Re: [PATCH] x86-64: Improve branch predication in _dl_runtime_resolve_avx512_opt [BZ #21258]
- From: "H.J. Lu" <hjl dot tools at gmail dot com>
- To: GNU C Library <libc-alpha at sourceware dot org>
- Date: Fri, 7 Apr 2017 10:06:15 -0700
- Subject: Re: [PATCH] x86-64: Improve branch predication in _dl_runtime_resolve_avx512_opt [BZ #21258]

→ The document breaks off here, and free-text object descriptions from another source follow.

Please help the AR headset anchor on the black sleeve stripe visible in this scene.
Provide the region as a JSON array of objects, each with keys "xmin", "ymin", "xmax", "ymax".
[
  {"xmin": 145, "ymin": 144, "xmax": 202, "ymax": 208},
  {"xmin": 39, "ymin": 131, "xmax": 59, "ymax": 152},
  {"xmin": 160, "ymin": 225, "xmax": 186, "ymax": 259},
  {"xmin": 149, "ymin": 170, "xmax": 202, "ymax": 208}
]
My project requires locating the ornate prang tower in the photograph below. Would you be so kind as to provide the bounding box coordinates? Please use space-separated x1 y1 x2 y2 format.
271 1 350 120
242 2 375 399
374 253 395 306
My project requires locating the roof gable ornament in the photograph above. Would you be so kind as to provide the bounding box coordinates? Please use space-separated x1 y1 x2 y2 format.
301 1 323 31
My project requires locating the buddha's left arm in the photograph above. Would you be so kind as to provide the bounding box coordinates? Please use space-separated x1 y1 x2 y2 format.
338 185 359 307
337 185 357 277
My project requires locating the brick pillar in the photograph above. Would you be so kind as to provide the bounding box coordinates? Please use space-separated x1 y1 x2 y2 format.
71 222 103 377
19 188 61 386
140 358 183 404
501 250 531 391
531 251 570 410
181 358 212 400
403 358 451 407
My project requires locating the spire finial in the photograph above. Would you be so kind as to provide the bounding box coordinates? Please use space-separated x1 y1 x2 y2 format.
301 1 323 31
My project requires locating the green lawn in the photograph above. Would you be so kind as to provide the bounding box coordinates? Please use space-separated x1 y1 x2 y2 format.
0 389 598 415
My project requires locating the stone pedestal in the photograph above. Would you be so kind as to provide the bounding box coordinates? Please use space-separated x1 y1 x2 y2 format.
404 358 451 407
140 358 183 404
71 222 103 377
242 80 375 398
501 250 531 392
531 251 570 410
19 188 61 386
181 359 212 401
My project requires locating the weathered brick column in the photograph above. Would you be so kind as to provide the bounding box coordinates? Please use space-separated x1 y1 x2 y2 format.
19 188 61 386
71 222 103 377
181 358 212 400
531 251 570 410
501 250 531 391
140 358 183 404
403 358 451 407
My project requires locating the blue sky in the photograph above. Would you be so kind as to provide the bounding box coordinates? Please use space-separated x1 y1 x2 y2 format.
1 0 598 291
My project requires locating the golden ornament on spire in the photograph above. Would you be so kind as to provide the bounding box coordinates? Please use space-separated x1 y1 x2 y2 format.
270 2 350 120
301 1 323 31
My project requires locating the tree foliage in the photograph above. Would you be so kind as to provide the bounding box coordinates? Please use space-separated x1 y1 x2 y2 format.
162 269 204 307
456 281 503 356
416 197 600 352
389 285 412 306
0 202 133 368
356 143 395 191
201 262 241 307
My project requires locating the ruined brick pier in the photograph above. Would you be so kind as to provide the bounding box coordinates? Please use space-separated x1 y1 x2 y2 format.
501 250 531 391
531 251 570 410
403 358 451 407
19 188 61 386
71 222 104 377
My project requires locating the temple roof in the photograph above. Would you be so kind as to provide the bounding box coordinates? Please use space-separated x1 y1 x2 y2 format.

- Authentication-results: sourceware.org; auth=none
- References: <20170316203911.GA26261@intel.com> <CAMe9rOoRYkDq67hSdiA_LJsc2rZJ+afU3RhgyN97V8kcduYuKw@mail.gmail.com>
On Tue, Mar 21, 2017 at 11:01 AM, H.J. Lu <hjl.tools@gmail.com> wrote:
> On Thu, Mar 16, 2017 at 1:39 PM, H.J. Lu <hongjiu.lu@intel.com> wrote:
>> On Skylake server, _dl_runtime_resolve_avx512_opt is used to preserve
>> the first 8 vector registers. The code layout is
>>
>> if only %xmm0 - %xmm7 registers are used
>> preserve %xmm0 - %xmm7 registers
>> if only %ymm0 - %ymm7 registers are used
>> preserve %ymm0 - %ymm7 registers
>> preserve %zmm0 - %zmm7 registers
>>
>> Branch predication always executes the fallthrough code path to preserve
>> %zmm0 - %zmm7 registers speculatively, even though only %xmm0 - %xmm7
>> registers are used. This leads to lower CPU frequency on Skylake
>> server. This patch changes the fallthrough code path to preserve
>> %xmm0 - %xmm7 registers instead:
>>
>> if whole %zmm0 - %zmm7 registers are used
>> preserve %zmm0 - %zmm7 registers
>> if only %ymm0 - %ymm7 registers are used
>> preserve %ymm0 - %ymm7 registers
>> preserve %xmm0 - %xmm7 registers
>>
>> Tested on Skylake server.
>>
>> Any comments?
>
> I checked it in.
>
I am backing it to 2.25 and 2.24 branches.
--
H.J.